When Goran Basaric first encountered the public spaces of Vancouver (in 1994, when he emigrated from Yugoslavia with his wife), he remembered the pictures he used to look at on the trains that took him to the Adriatic coast of Yugoslavia when he was a child, and every year his parents would send him with other skinny kids (as he tells it) to summer camp, where his health would be improved by the salubrious coastal air. The train left Belgrade in the evening, so it was dark outside, and the photographs on the walls of the coaches were the only thing to look at. They were black-and-white scenic views of resorts and tourist destinations: seascapes, castles, monuments and forts, and they had deep skies filled with billowing white clouds; in the morning he would awaken to the smell of the seaside and the coastal vegetation and the low warm sun burning in from the east.

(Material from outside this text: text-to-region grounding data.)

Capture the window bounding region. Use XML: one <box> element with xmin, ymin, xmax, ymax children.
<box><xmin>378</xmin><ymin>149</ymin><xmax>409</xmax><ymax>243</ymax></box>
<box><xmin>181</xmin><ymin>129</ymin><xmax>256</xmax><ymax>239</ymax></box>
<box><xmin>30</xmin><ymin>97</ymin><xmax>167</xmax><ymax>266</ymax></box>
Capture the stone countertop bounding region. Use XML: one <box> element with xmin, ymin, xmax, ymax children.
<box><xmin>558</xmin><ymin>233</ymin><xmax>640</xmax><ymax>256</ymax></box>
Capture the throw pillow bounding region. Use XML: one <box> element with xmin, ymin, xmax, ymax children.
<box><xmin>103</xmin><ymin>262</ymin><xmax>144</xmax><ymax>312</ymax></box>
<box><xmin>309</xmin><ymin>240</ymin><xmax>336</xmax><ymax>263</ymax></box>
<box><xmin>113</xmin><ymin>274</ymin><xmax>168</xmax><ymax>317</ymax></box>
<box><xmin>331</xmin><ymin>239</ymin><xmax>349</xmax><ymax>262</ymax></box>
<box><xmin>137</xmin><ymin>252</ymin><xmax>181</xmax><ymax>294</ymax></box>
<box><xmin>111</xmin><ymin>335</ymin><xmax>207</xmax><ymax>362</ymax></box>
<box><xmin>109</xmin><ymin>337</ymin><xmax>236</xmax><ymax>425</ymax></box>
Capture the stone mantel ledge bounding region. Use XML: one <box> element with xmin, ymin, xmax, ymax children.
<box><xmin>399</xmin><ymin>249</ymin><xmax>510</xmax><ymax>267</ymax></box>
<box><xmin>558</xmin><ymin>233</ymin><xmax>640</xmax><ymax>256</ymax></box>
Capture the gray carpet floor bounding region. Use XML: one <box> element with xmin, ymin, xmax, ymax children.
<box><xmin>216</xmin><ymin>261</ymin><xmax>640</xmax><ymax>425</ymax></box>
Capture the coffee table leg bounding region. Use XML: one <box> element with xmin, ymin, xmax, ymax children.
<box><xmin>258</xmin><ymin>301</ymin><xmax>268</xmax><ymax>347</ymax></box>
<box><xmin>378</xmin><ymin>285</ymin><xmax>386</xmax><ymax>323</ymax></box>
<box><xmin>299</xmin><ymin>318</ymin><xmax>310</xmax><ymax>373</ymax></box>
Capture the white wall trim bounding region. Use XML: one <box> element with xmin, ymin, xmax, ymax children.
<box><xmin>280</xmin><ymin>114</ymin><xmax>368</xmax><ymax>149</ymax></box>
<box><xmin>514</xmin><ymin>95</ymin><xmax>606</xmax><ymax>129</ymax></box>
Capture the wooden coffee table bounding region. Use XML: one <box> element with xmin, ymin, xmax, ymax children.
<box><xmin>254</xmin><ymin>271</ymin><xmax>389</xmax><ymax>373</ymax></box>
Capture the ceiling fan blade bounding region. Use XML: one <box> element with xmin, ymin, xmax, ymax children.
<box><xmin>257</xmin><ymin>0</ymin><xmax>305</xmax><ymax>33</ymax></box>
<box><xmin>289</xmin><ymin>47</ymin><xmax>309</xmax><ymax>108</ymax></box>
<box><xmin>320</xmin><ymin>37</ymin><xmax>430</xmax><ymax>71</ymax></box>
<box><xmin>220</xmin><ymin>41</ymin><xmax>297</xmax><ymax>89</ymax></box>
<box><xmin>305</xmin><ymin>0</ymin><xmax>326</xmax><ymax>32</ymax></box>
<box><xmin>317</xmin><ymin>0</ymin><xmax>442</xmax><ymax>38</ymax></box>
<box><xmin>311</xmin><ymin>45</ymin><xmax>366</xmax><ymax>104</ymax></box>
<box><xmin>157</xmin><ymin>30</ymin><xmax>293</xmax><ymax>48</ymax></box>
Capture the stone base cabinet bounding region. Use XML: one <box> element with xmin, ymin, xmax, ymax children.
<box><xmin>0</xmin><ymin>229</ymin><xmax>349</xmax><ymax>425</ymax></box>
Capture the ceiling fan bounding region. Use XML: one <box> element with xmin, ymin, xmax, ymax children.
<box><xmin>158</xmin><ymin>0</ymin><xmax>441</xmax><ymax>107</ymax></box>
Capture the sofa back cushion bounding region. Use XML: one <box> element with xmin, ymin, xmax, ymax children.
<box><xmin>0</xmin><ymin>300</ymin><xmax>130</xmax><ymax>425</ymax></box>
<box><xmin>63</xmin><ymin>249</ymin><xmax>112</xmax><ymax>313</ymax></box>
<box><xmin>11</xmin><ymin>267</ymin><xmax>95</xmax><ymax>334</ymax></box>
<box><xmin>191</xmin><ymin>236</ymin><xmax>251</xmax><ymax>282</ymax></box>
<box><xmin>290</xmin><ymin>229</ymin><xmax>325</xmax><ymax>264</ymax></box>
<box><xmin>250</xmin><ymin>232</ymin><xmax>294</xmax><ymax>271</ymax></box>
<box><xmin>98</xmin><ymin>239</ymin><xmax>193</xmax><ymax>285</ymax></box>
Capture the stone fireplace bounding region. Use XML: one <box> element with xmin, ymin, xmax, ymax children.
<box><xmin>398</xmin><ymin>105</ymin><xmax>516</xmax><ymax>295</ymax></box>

It was a magical time, and he was recalled to it by a certain extravagance of the scene in Vancouver when he went with his infant son to walk in the parks in the late afternoon; he could feel the nearness of the ocean of that time long ago, and a sense of a slightly ludicrous juxtaposition of the two coastal places.He was a photographer, and so it was natural for him to consider the appearances that put him in such a mindful state: the wide-angle spread of foliage and low sky, the great embrace of late-day shadows in the northern light (an embrace in which his own silhouette was to be found, outlined in light), and the autonomous demeanour of the people who inhabit or rather are to be seen passing through those spaces: wedding couples, skateboarders, cyclists, runners, strollers, teenagers and children: all more or less oblivious to each other, acting out their leisure scripts in worlds of their own.
This apparent unconcern that people displayed toward each other seemed to him to be particularly Canadian. He began to see the world in these rather grand public spaces, themselves only half-seen, as a staging ground for private lives, coloured by a distant note of the ludicrous. Everything was connected by juxtaposition and perhaps little else.
He had brought with him from Yugoslavia a Russian panoramic camera with a moving lens that embraced an angle of view close to that of normal vision; a friend gave him four hundred feet of stale-dated movie film and he set out with the camera to encounter these spaces as he went walking with his son in the afternoons after work (he had a job in a portrait studio). As he tells the story now, the wide angle of the camera tended to reduce things in the distance that might be felt to be looming in reality, and it tended to overstate things nearby. This interaction between foreground and background became the subject of a formal study that eventually led him to a photography that combines the bucolic and the urban, the private and the public; a photography imbued with the dreamlike quality of worlds of leisure, of fleecy clouds and long shadows informed by memories of childhoods in distant places, exuberant juxtapositions and the promise of serendipity at every glance.
Early writers on photography made the claim that the camera enabled Nature not only to imitate Art, but to imitate the Artist, a claim that was largely abandoned in the late twentieth century. These photographs by Goran Basaric, which seem as much to be given as to be taken or made, remind us of that early claim: in these images the world itself seems to render its own appearance.